# 7.2 LU Decomposition of Symmetric Matrices

Given the symmetric structure of the LDU factors of a symmetric matrix (see Section 7.1) and the common use of LU factorization in the analysis of linear systems, it is constructive to develop expressions that relate an explicit LU decomposition to an implicit LDU factorization. In subsequent sections of this document, they will prove useful in deriving symmetric variants of the algorithms discussed in Section 4 and Section 5.

In other words, the symmetric factorization algorithms discussed in this document assume an LU decomposition exists (or is to be computed) such that

• Its existing (explicit) factorization (either L or U) is triangular, and

• The desired (implicit) factorization is unit triangular.

This implies that algorithms which deal with an explicit set of lower triangular factors, call them $\mathbf{\overline{L}}$, will associate the factors of an implicit LDU decomposition as follows

 $\mathbf{\overline{L}=LD}$ (61)

or

 $\mathbf{L=\overline{L}{D}^{-1}}$

Substituting for L based on Equation 58 yields

 $\mathbf{{U}^{T}=\overline{L}{D}^{-1}}$ (62)

Recalling that the inverse of a diagonal matrix is the arithmetic inverse of each element and taking the product yields

 ${u}_{ji}=\frac{{\overline{l}}_{ij}}{{d}_{ii}}$

Since ${d}_{ii}={\overline{l}}_{ii}$,

 ${u}_{ij}=\frac{{\overline{l}}_{ji}}{{\overline{l}}_{jj}}$ (63)

In a similar vein, algorithms that deal with an explicit set of upper triangular factors, call them $\mathbf{\overline{U}}$, will associate the factors of an LDU decomposition as follows.

 $\mathbf{\overline{U}=DU}$ (64)

This association yields the following relationship between the explicit factors $\mathbf{\overline{U}}$ and implicit factors L.

 ${l}_{ij}=\frac{{\overline{u}}_{ji}}{{\overline{u}}_{jj}}$ (65)

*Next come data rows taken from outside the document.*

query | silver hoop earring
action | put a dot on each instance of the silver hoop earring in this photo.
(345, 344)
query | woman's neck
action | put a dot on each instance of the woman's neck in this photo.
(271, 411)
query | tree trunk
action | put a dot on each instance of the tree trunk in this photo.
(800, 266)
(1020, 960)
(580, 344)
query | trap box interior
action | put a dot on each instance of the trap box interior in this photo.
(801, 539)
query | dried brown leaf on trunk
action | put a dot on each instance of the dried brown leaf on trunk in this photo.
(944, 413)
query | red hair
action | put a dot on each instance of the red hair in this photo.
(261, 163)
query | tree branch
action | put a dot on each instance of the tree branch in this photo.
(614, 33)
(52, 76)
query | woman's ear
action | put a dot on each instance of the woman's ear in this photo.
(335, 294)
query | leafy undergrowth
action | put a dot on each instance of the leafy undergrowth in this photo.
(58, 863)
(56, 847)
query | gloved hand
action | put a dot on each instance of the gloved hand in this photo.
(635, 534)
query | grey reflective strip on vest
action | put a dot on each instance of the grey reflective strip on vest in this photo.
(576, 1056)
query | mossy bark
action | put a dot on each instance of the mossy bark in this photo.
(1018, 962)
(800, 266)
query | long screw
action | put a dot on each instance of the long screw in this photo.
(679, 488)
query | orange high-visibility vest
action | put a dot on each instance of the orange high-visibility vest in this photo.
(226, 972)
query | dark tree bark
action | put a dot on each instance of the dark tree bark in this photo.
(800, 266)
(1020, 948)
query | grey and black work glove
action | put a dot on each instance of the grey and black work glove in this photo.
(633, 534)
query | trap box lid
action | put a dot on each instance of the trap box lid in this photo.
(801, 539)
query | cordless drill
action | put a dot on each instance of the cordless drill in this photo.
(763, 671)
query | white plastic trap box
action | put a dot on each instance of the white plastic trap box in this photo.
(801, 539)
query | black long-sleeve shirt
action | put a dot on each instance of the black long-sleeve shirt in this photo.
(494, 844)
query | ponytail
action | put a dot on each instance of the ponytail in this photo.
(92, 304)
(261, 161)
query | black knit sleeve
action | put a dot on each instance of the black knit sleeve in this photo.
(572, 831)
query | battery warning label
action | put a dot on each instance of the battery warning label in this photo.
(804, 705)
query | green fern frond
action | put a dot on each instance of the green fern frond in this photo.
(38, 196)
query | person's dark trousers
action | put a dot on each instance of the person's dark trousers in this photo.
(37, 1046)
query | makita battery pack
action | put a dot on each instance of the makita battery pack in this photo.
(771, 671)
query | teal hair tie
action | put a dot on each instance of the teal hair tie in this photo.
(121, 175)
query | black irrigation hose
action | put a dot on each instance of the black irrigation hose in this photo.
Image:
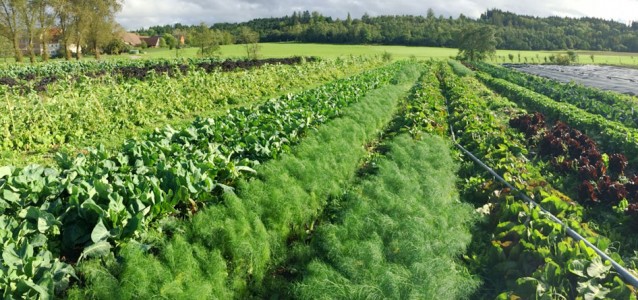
(624, 273)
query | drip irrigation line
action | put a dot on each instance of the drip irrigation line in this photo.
(624, 273)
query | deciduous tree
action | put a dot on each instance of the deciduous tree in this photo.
(477, 43)
(10, 23)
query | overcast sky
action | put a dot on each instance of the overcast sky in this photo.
(136, 14)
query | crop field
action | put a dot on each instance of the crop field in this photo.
(313, 178)
(618, 79)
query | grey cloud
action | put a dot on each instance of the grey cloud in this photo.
(139, 13)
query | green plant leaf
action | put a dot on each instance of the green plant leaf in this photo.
(577, 267)
(5, 171)
(597, 268)
(100, 232)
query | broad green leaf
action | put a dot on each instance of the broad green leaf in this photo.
(577, 267)
(100, 232)
(592, 290)
(10, 196)
(99, 249)
(10, 256)
(5, 171)
(597, 268)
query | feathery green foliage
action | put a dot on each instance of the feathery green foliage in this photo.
(227, 249)
(399, 234)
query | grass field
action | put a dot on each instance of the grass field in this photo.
(269, 50)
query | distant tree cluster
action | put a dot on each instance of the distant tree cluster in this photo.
(28, 24)
(511, 31)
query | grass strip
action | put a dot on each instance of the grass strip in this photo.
(226, 250)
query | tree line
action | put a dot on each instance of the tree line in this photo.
(28, 24)
(512, 31)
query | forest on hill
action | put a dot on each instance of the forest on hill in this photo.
(513, 31)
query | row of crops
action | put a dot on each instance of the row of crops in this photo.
(89, 204)
(38, 78)
(72, 115)
(349, 186)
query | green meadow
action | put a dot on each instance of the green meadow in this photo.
(270, 50)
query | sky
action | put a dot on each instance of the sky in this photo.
(138, 14)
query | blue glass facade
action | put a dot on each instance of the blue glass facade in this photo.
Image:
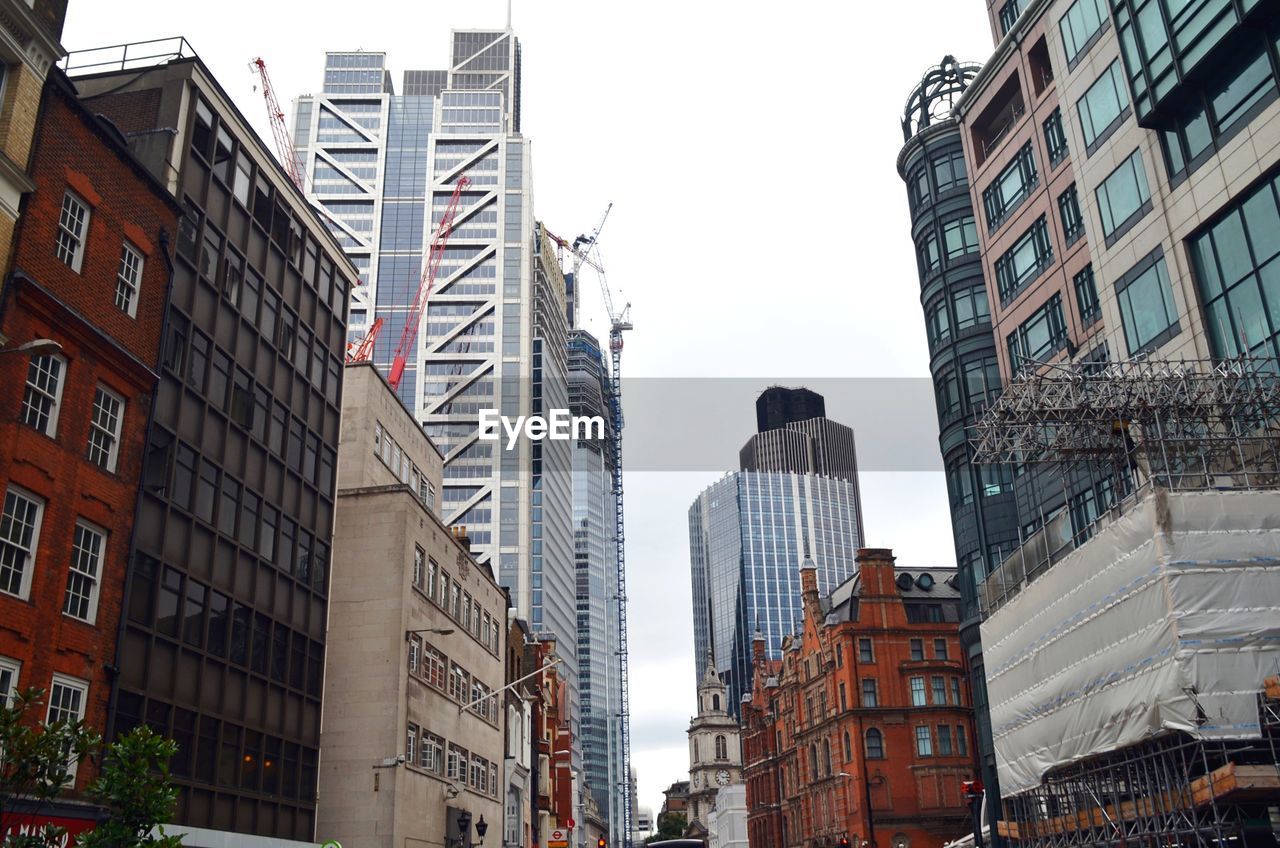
(748, 537)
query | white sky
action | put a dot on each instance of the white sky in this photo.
(759, 226)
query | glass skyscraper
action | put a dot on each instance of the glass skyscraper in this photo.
(749, 534)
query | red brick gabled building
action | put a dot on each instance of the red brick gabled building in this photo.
(863, 730)
(88, 273)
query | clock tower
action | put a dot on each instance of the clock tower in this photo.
(714, 750)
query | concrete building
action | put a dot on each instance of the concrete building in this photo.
(862, 729)
(714, 752)
(30, 45)
(963, 351)
(412, 730)
(748, 534)
(88, 273)
(227, 595)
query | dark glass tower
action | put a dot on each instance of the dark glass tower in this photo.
(961, 354)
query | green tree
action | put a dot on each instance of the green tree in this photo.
(36, 765)
(135, 788)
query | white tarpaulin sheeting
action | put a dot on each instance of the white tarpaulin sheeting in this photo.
(1169, 618)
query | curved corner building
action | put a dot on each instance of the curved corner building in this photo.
(961, 352)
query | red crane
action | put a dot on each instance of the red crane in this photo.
(424, 288)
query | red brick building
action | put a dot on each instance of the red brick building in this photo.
(864, 729)
(88, 273)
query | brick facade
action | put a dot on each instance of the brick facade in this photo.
(101, 346)
(835, 733)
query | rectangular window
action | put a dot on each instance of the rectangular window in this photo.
(1010, 187)
(1055, 140)
(1083, 21)
(1104, 106)
(104, 429)
(871, 694)
(88, 545)
(72, 229)
(944, 741)
(128, 278)
(1020, 264)
(960, 237)
(19, 534)
(1147, 305)
(1087, 296)
(1038, 337)
(1069, 212)
(923, 742)
(1123, 197)
(44, 393)
(918, 697)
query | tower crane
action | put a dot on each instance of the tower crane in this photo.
(585, 251)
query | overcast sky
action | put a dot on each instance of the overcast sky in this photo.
(759, 227)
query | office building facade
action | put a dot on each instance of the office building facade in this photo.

These observations show that it is only necessary to compute and store $\mathbf{\overline{L}}$ or $\mathbf{\overline{U}}$ during the LU factorization of a symmetric matrix. This halves the arithmetic required during the factorization procedure. However, symmetry does not reduce the work required during forward and backward substitution.